How we cite our quotes: (Chapter.Paragraph)
Quote #1
She had [...] what her mother called a mannish way of walking [...] and her rum and hips were so slender and hard that, from behind, she resembled a young boy. (1.2)
Jenny has been defying gender expectations all her life, but it isn't an active choice on her part—it's just who she is.
Quote #2
She had dropped out of college when she suspected that the chief purpose of her parents' sending her to Wellesley had been to have her [...] mated to some well-bred man. (1.3)
There was a time when people believed girls should only go to college is to meet a husband. These days, lady students make up the majority of college attendees in the U.S. You go, girls.
Quote #3
One day, Jenny Fields thought, she would like to have a baby—just one. But she wanted [...] nothing whatsoever to do with a man. (1.25)
Despite how it may first appear, Jenny has plenty of traditionally feminine qualities—her passion for motherhood chief among them.
Quote #4
In this dirty-minded world, she thought, you are either somebody's wife or somebody's whore [...] If you don't fit in either category, then everyone tries to make you think there is something wrong with you. But, she thought, there is nothing wrong with me. (1.69)
Even Garp falls victim to this dynamic. He sees most women he interacts with as sexual objects, rather than as people with real lives and real struggles.
Quote #5
"I wanted a job and I wanted to live alone," she wrote. "That made me a sexual suspect." (6.3)
It's humorous—and a little depressing—that Jenny's parents assume she's a prostitute because she lives alone. If society says that women are merely sex objects, then women who don't have sex aren't given any value. Sigh.
Quote #6
As for Jenny, she felt only that women—just like men—should at least be able to make conscious decisions about the course of their lives; if that made her a feminist, she said, then she guessed she was one. (7.37)
Unlike her peers, Jenny doesn't particularly resent men—she just resents the things they do. Jenny's brand of feminism isn't intellectualized; it comes from the gut.
Quote #7
"He said I wasn't enough of a woman, that I confused him, sexually—that I was confused sexually!" Roberta cried. "Oh, God, that prick. All he wanted was the novelty of it. He was just showing off for his friends." (12.28)

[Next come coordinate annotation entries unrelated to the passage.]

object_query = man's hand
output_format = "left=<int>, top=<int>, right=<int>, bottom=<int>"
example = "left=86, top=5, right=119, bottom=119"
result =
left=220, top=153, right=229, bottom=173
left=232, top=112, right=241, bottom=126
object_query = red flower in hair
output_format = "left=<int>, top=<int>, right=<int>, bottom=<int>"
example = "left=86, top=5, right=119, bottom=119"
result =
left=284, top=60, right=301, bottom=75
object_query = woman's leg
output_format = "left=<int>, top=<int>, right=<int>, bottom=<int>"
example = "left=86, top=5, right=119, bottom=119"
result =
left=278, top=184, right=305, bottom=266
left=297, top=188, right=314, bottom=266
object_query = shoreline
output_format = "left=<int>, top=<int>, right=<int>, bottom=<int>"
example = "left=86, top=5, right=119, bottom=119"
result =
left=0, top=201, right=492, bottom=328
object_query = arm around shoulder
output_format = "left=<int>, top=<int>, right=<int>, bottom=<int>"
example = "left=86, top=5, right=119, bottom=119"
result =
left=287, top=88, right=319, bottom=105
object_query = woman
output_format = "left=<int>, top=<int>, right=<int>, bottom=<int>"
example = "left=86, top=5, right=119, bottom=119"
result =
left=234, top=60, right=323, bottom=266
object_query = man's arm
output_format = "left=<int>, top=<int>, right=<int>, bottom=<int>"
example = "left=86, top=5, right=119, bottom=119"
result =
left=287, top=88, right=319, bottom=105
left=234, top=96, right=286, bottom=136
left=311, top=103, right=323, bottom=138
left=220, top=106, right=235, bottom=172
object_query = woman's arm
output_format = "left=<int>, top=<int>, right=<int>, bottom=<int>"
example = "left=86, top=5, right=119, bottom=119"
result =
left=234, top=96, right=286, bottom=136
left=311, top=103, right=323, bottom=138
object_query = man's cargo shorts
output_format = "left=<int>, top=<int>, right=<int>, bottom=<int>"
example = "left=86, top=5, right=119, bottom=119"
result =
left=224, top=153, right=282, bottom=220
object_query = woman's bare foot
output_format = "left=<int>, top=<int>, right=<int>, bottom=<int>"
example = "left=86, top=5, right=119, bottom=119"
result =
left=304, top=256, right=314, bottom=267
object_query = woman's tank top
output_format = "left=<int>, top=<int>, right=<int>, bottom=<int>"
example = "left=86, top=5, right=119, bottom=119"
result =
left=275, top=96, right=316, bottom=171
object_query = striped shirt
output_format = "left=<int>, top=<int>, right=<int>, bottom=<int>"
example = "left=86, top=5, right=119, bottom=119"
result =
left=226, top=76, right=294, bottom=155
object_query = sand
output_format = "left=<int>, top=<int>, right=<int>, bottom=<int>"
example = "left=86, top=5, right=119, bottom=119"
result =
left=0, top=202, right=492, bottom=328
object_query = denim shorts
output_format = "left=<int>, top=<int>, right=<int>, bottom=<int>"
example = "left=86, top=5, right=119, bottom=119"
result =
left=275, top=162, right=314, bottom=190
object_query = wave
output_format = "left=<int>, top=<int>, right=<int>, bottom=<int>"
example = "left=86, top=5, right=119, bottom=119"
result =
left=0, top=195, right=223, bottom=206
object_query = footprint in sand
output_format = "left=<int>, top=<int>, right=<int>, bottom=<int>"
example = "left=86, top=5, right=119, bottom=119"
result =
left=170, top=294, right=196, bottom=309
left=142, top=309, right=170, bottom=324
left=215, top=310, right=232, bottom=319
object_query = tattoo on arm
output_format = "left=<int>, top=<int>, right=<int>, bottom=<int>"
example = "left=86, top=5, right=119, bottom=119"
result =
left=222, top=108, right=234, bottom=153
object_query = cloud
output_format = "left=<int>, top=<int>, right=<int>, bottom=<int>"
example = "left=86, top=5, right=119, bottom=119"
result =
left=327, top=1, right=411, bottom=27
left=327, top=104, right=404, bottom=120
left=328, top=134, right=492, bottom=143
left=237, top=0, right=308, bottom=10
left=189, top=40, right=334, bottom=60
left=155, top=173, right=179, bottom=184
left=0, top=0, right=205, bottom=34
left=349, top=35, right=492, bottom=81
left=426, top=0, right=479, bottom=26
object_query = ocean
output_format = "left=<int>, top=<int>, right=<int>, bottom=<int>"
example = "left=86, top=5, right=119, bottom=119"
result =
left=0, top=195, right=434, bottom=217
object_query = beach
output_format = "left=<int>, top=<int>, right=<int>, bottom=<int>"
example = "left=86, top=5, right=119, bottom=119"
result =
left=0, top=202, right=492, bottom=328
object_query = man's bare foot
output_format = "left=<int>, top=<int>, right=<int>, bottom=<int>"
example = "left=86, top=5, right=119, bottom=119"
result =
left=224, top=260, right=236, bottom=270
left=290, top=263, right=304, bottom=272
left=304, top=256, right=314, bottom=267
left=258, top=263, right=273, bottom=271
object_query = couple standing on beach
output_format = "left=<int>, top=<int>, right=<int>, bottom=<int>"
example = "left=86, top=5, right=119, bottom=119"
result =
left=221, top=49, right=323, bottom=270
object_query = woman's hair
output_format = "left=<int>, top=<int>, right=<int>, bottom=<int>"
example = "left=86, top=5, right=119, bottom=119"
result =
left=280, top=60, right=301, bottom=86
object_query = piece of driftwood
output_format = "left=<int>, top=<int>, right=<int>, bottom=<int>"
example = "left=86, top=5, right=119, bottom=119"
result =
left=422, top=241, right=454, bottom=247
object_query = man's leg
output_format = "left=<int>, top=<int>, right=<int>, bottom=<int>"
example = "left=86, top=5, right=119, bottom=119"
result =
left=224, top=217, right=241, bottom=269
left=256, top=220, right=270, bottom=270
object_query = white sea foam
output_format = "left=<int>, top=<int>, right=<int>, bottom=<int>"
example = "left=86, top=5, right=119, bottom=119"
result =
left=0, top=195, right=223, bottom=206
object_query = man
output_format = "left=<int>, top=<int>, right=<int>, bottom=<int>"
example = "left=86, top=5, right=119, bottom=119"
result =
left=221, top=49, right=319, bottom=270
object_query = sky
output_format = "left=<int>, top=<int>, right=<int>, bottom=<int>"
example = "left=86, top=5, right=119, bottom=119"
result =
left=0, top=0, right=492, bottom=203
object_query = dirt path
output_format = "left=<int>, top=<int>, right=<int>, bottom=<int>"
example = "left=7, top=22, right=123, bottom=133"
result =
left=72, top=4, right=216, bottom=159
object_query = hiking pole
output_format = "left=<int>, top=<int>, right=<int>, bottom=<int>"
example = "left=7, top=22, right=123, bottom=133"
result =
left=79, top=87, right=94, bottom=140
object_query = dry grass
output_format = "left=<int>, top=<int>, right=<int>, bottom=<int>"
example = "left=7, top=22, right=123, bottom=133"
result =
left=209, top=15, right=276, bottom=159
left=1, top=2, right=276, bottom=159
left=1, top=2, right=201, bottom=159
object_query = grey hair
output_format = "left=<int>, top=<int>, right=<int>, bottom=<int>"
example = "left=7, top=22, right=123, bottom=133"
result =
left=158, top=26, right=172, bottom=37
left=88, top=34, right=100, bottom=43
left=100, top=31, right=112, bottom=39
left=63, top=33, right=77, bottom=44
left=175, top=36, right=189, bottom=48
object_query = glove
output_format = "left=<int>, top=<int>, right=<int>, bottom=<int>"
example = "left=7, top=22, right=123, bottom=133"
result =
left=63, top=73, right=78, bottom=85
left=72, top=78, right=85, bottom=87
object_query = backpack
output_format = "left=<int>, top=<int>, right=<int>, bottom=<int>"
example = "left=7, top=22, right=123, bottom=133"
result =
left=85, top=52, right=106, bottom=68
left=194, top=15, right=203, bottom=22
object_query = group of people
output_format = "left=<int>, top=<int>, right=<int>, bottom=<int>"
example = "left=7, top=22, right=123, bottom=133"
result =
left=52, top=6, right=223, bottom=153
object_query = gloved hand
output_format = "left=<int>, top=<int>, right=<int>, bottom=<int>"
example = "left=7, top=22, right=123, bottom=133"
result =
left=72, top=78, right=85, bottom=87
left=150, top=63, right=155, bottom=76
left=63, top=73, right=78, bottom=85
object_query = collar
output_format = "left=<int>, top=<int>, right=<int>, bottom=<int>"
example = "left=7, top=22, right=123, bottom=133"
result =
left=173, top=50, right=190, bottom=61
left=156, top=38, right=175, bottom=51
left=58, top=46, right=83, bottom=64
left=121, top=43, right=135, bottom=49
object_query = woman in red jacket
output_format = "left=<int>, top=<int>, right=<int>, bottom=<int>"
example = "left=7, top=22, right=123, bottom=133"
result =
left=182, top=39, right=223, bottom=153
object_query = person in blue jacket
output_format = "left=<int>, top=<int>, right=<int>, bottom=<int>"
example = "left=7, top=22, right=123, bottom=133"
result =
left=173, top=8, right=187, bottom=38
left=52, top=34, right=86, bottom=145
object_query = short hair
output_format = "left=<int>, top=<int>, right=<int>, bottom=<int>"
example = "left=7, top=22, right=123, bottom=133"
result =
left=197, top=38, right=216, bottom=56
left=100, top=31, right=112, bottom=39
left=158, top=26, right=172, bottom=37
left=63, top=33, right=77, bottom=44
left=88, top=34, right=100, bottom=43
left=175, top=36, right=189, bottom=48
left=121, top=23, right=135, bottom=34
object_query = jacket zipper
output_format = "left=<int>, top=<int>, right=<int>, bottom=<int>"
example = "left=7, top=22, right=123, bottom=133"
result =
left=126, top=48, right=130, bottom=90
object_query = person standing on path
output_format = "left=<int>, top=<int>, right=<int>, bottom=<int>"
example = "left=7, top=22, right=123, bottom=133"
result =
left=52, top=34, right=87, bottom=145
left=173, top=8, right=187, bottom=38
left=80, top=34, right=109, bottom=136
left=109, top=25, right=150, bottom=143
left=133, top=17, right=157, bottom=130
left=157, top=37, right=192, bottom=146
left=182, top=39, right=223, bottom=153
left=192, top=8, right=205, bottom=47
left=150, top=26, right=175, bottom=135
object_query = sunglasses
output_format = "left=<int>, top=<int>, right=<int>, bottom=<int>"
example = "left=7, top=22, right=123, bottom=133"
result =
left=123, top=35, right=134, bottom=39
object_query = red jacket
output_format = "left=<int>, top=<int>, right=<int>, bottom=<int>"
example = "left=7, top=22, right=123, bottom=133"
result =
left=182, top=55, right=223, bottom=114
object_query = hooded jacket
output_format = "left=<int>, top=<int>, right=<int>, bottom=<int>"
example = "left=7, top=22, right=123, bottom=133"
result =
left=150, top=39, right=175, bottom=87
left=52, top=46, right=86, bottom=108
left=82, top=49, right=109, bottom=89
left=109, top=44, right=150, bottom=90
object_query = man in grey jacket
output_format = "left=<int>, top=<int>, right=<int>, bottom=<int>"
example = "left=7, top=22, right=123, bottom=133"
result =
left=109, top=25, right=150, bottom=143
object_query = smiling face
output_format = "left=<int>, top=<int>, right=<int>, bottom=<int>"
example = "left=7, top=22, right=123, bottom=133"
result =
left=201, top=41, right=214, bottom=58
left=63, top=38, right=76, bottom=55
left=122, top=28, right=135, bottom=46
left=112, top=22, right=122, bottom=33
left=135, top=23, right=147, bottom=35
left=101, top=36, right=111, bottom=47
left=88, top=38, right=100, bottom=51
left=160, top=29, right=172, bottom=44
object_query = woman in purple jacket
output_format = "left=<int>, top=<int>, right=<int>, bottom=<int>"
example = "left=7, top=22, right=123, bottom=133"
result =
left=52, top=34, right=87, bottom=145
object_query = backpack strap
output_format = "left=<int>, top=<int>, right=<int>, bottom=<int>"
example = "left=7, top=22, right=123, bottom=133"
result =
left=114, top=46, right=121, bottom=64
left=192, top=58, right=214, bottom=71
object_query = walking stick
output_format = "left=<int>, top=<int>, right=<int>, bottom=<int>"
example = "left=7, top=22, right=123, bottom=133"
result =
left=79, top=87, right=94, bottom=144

Roberta is confronted with the complexities of gender more than most. Her unique situation gives her an intimate understanding of how men think because she was once seen as one.
Quote #8
In Roberta's heart of hearts, Garp and Jenny knew, she was more feminine than anyone; but in her body of bodies, she was a highly trained rock. (14.136)
Of course, there's nothing contradictory about this—women can be buff, too. Jeez, we're living in a post-Chyna world, people.
Quote #9
The divorced women from New York allegedly were moving into New Hampshire in droves. Their intentions were to turn New Hampshire women into lesbians. (16.352)
Once Jenny Fields starts a movement, she becomes a victim of good old-fashioned political slander. Feminism or not, politics can get ugly—and stupid—fast.
Quote #10
He felt love for his mother, of course; and now an aching loss. But did he ever feel such devotion to Jenny Fields as the followers among her own sex? (16.418)
It takes him awhile, but Garp finally understands how important his mother is to the feminist community. Before dying, Jenny creates a feeling of sisterhood that many of these women had never experienced before—and it lingers on after Jenny's death.